Protecting privacy is often about adding friction to the mechanisms that threaten it. But that's antithetical to the ethos of Silicon Valley, where innovation is all about simplifying. And so privacy, along with bad actors, is not considered and frequently tossed aside during the initial design, when the foundation of a product is built.

It's why genuine change in the digital privacy realm is so hard to come by. When flaws are exposed, superficial solutions are common because they don't threaten the core of the product. And when invasive tools are baked deep into the infrastructure of our technologies, there's no easy fix.

It's understandable: It's easier to add a coat of paint on a house than fix its crumbling foundation. But if it's left too long, chances are, the whole thing's coming down.

Here's a Crazy Security Flaw You Need to Know About

I'm forgoing the archive pick this week because of a wild story that broke last night about Zoom, a piece of videoconferencing software. In a Medium post, the security researcher Jonathan Leitschuh revealed that a vulnerability "in the Mac Zoom Client allows any malicious website to enable your camera without your permission." He suggests this flaw could expose "up to 750,000 companies" that use the software.
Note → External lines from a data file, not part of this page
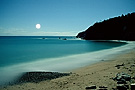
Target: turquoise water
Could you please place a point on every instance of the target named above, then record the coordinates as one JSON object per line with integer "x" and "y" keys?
{"x": 19, "y": 49}
{"x": 50, "y": 53}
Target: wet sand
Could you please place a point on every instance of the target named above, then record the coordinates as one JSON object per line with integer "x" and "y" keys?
{"x": 99, "y": 74}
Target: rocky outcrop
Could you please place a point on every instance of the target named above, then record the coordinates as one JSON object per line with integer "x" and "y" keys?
{"x": 117, "y": 28}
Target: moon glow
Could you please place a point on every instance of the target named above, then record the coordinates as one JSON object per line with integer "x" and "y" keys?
{"x": 38, "y": 26}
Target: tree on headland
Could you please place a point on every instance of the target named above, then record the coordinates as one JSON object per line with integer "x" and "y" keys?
{"x": 117, "y": 28}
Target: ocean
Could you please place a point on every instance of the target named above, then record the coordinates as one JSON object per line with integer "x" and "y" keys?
{"x": 51, "y": 53}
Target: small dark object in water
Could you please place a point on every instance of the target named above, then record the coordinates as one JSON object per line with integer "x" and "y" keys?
{"x": 91, "y": 87}
{"x": 40, "y": 76}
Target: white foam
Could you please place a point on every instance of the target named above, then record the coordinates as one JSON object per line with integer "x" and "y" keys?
{"x": 61, "y": 64}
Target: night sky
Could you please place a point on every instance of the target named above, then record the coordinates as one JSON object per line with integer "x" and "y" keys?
{"x": 57, "y": 17}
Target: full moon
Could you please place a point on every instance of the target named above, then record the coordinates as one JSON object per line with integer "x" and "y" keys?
{"x": 38, "y": 26}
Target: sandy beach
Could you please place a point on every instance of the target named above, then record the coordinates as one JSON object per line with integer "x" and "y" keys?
{"x": 98, "y": 74}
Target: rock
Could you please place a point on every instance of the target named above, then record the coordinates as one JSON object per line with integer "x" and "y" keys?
{"x": 121, "y": 87}
{"x": 91, "y": 87}
{"x": 122, "y": 76}
{"x": 118, "y": 66}
{"x": 133, "y": 86}
{"x": 102, "y": 88}
{"x": 36, "y": 76}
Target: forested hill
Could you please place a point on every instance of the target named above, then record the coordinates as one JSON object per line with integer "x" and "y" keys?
{"x": 117, "y": 28}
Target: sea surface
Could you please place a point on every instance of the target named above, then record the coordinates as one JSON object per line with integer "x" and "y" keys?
{"x": 50, "y": 53}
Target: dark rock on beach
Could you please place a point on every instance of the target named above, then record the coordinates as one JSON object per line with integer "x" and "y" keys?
{"x": 36, "y": 77}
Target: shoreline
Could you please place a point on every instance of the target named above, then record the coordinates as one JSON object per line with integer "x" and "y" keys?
{"x": 99, "y": 74}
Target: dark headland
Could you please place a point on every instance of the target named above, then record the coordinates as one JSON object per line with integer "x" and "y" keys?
{"x": 117, "y": 28}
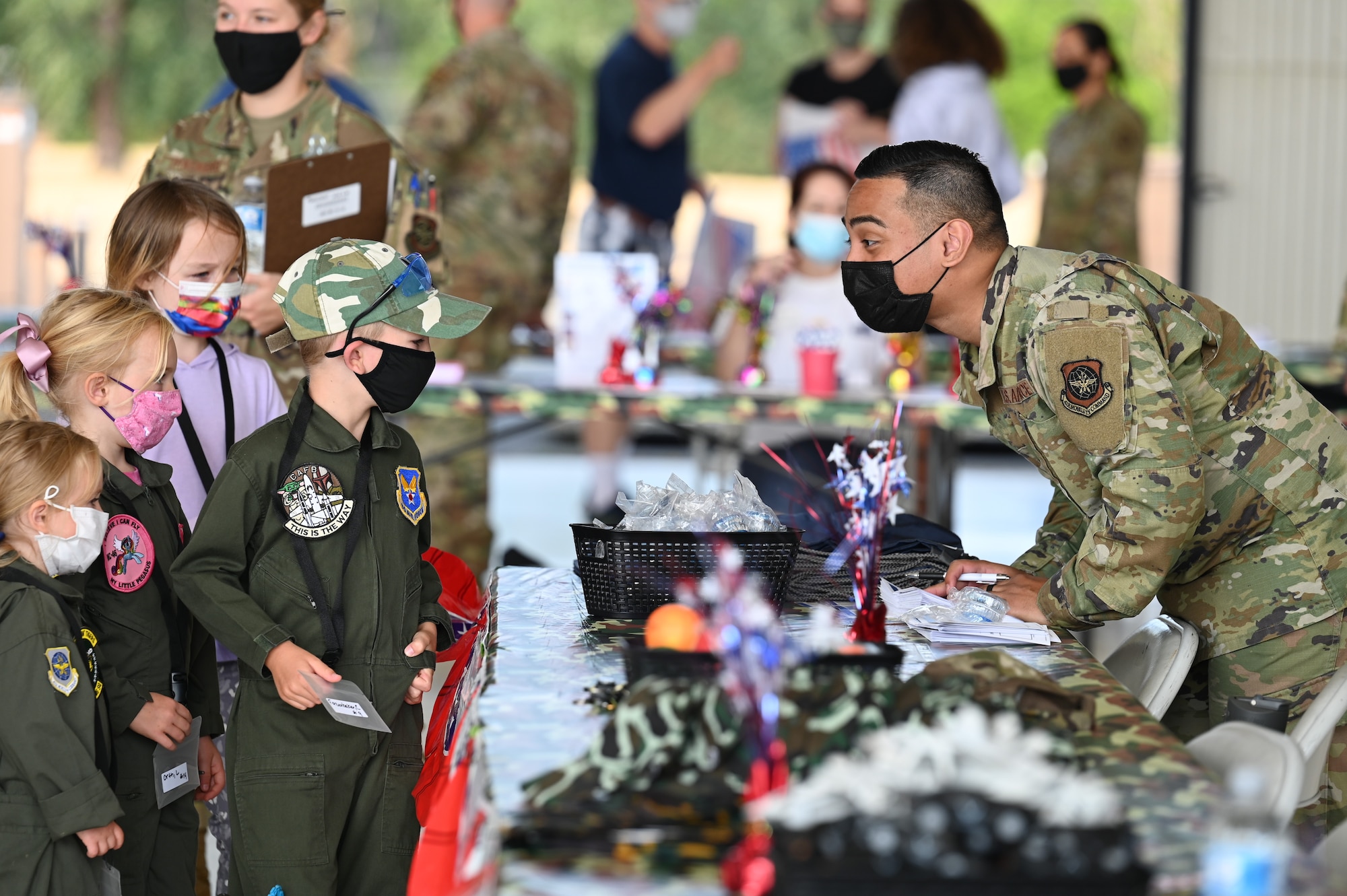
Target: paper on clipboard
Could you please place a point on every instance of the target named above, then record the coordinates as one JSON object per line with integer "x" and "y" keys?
{"x": 347, "y": 703}
{"x": 337, "y": 194}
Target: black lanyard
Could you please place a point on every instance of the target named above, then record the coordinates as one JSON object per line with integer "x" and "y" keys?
{"x": 103, "y": 758}
{"x": 332, "y": 618}
{"x": 174, "y": 622}
{"x": 189, "y": 432}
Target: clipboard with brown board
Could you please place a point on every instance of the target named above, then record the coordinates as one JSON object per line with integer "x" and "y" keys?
{"x": 339, "y": 194}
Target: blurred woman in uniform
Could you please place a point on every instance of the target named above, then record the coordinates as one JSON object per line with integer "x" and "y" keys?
{"x": 1094, "y": 152}
{"x": 277, "y": 114}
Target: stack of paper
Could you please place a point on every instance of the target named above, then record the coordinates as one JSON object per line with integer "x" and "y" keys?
{"x": 922, "y": 611}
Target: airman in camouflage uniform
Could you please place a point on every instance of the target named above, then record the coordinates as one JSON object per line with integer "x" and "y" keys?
{"x": 1189, "y": 464}
{"x": 222, "y": 147}
{"x": 1094, "y": 170}
{"x": 496, "y": 128}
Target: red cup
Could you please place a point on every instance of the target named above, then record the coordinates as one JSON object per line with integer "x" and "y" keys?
{"x": 820, "y": 372}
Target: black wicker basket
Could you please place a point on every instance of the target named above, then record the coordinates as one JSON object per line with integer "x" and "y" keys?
{"x": 630, "y": 574}
{"x": 810, "y": 580}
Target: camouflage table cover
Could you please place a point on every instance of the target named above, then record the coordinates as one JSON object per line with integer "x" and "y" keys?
{"x": 549, "y": 652}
The flaw is a bit technical but basically: A major feature of Zoom is that you can send anyone a meeting link and with one click, you can join. That's because the company uses something called a local web server. But, according to Leitschuh, the server also allows users to be forcibly added to a call, with their camera on, without their permission. Additionally, he found that "this web server can do far more than just launch a Zoom meeting …[it] can also reinstall the Zoom app if a user has uninstalled it."

Leitschuh posted instructions for others to test the vulnerability, and, well, it's not good:

Twitter screenshot

We want to hear from you

Have stories, tips or questions on privacy? Email privacy-newsletter@nytimes.com. If you're enjoying what you're reading, please consider recommending it to friends. They can sign up here.

Tip of the Week: How to Fix the Zoom Nightmare

Jonathan Leitschuh

What can you do? First, simply uninstalling Zoom will not fix this problem. If you have a Mac and have used Zoom, your best bet is to disable the setting that lets Zoom to turn your camera on when you join a meeting. It looks like the image above.

If you've already uninstalled Zoom, the solution is trickier. I spoke with Leitschuh over Twitter DMs Tuesday afternoon, who told me that he and others are working on a forthcoming solution. I suggested perhaps users could reinstall Zoom, turn off video in settings and uninstall it. Leitschuh told me that could work, but cautioned strongly against it. "We really, really dislike that solution," he wrote. We'll be sure to include any new or better fixes in the next edition of this newsletter.

There is also a more technical solution to disable the web server, which Leitschuh includes at the bottom of his post.

In keeping with our theme of tech companies offering halfhearted fixes, Leitschuh writes that he found and disclosed the vulnerability to Zoom and gave the company a customary 90-day window to fix the issue. The company did not. In a statement to multiple outlets Monday night, it defended its use of the local web server, which allows Zoom to run, even if you've uninstalled it. The company announced it would make only a small tweak to its user settings so that if you toggle video "off" in your first Zoom call, it will apply that setting to future meetings.

My advice: Stay away from downloading Zoom or clicking on any Zoom links for the foreseeable future.